Consider that, at the same time as American businesses are reporting some of their greatest profit margins since the 1950s, workers are getting a larger share in those gains. “We are stealing workers from one another and we’re paying them more to come to our side,” he said. That has forced employers to raise their wages to both keep and attract qualified workers.

When Americans begin to spend the “savings surplus” they have been sitting on and businesses begin to invest their increasing profits in major job-creating projects it also will impact economic growth, Mr. Depew predicts. 

That kind of capital investment by businesses hasn’t happened in at least a decade, he said. “We just didn’t do it.” When businesses were not supporting the economy, he said, it was up to a weakened household sector to make up for the loss. 

Major public works projects and infrastructure projects also are, and will continue, boosting the economy significantly, he said. At the same time, the U.S. is seeing increasing returns from a technological revolution that we’ve been hearing about for decades. The work that’s been done on such things as automated transportation will continue to contribute to growing our economy, he predicts.
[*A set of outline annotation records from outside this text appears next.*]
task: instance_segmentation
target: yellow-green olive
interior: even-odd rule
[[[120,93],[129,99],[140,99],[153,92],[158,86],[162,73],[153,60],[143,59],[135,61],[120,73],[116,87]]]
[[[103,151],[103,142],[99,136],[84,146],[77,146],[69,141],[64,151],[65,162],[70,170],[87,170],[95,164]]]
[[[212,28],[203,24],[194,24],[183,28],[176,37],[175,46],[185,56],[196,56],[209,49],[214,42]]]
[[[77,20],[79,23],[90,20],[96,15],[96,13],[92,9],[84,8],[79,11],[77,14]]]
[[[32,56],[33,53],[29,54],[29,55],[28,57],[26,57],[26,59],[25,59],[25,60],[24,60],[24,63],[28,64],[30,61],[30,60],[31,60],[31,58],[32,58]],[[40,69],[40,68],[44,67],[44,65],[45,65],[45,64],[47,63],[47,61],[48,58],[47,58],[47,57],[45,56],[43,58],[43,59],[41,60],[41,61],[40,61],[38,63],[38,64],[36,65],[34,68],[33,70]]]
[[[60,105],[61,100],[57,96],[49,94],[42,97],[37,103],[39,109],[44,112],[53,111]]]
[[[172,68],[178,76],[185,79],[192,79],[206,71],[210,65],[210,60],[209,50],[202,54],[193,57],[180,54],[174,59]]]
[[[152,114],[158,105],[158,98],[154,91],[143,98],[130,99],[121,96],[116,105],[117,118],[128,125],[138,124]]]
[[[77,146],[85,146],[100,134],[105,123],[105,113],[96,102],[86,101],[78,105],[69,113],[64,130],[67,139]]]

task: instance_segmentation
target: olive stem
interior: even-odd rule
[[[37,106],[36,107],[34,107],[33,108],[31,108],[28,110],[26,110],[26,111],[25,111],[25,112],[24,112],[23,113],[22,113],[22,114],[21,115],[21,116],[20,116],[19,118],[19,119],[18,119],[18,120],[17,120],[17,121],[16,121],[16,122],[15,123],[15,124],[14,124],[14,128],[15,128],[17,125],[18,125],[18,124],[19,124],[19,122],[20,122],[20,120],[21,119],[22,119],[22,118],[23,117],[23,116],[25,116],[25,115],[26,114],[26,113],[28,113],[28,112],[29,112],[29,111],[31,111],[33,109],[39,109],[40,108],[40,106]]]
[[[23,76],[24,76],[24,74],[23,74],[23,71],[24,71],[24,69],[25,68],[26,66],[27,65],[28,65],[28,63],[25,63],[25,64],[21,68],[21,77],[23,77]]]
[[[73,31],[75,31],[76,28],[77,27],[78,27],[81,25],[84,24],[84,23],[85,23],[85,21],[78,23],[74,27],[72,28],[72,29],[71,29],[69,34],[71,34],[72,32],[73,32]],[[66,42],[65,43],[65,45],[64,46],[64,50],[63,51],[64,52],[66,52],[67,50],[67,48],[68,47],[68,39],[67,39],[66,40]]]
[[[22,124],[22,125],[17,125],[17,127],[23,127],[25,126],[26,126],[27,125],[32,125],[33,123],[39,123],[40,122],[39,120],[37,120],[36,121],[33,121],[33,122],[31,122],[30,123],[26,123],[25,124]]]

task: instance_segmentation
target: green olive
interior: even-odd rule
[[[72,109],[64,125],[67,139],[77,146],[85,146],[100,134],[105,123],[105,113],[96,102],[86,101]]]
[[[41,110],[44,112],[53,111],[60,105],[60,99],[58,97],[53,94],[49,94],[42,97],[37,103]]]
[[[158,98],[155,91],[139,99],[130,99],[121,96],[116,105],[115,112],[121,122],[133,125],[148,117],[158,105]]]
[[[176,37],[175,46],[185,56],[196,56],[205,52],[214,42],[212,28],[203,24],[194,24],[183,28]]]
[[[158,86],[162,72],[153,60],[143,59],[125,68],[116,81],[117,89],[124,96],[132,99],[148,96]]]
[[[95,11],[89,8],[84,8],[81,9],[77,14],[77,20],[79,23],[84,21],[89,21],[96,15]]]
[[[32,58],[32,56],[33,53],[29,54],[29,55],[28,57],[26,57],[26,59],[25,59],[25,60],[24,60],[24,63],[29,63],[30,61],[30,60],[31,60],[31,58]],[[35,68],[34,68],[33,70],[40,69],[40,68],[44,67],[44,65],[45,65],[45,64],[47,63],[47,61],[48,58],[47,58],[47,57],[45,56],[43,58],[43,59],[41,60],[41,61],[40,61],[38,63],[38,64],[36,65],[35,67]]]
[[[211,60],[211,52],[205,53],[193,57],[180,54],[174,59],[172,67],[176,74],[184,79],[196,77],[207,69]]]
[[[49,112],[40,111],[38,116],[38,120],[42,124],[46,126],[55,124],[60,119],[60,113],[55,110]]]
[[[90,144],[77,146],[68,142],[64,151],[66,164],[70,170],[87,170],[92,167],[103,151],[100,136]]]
Mr. Depew also believes that technology is reducing the rural vs. urban divide in America because it allows Americans to live and work anywhere they choose. Technology also is helping to lower health care costs as it allows people in rural communities to get quality health care that was traditionally available only to those in major metropolitan areas, he said. 

The year ahead is not without its challenges and concerns, Mr. Depew said. The Federal Reserve, for example, “needs to be accommodating” as it works to ensure that the economic recovery is sustainable. Individuals and businesses  also will need to invest in the economy.

And importantly, America will need to focus “on creating an economy that trains people for the jobs that are available 10 to 20 years from now.”